Examples of using Bert and ELMo.
These notebooks use data from IMDB. Some of the notebooks display randomly selected reviews and many of those reviews or movies may be considered offensive.
These notebooks use Python3 and was tested using Python 3.6. The notebooks were tested on Ubuntu and Windows. The notebooks were tested using Azure Machine Learning service workspace Notebook VMs.
Scripts are provided to run the notebooks locally using Python virtual environments as well. See the following scripts to run locally.
- env-setup.sh, env-setup.bat
- start-jupyter.sh, start-jupyter.bat
The notebooks in this repository referenced the following code:
Prerequisite: You have a running jupyter instances, either locally or using a cloud hosted notebook VM.
01.install-dependencies
Run the install-dependencies notebook to pull in the required libraries and download text corpora.
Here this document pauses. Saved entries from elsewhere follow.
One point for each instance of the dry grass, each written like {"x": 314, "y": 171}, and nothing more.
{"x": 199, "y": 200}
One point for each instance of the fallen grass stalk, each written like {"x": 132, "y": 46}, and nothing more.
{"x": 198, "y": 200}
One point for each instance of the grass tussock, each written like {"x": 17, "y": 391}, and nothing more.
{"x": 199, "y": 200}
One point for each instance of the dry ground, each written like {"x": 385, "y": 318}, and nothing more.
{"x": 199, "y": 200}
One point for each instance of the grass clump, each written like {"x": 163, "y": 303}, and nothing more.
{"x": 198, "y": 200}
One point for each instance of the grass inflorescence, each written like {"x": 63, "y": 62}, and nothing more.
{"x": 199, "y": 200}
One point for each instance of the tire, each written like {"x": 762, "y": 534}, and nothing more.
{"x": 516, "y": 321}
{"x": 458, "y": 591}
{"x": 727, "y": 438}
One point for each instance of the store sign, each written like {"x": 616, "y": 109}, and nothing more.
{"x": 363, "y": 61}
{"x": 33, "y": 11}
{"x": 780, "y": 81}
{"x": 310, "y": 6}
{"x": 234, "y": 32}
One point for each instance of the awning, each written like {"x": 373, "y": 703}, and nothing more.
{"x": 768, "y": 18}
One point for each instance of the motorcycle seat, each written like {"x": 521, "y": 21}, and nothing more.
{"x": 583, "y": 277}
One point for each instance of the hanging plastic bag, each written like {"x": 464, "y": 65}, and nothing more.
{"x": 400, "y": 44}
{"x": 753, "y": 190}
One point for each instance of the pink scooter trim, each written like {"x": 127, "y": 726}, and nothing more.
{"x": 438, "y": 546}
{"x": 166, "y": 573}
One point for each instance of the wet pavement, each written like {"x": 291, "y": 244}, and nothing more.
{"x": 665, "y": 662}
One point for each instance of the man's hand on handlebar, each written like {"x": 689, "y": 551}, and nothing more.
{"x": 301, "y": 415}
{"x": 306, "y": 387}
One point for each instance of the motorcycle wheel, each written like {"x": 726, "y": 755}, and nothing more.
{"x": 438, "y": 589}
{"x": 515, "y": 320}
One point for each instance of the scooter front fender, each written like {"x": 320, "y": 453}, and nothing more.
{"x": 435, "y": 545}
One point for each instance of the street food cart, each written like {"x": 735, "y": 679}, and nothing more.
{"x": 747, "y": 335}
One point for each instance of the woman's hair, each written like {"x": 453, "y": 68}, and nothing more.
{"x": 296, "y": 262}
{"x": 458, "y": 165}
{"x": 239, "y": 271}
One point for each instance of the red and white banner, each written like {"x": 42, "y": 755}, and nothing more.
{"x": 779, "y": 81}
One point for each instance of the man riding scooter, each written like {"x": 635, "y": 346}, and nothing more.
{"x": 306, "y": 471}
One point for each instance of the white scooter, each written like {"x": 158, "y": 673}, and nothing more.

Note: You may choose to do this with commands in your terminal as well.
02.acquire-data
The acquire-data notebook will download data originally from IMDB and will parse out postivies and negative movie reviews. A pandas data frame will be saved containing the reviews, whether they were positive or negatives, and the IMDB movie id.
03.elmo-embedding
This notebook will use a pre-trianed ELMo model to extract the text embeddings for the moview revies. The embeddings will be added to a data frame and saved.
04.elmo-embedding-classification
This notebook uses the embedding extracted in step 3 as a feature in an XGBoost classifier.
05.bert
This notebook uses Bert to classify IMDB moview reviews. In the ELMo example, the embeddings were used in a different model. In this notebook a new classification layer is added to the Bert model and trained.
The code for adding a layer to Bert, training, testing, and getting predictions was factored into into a separate python file, bert_classifier.py.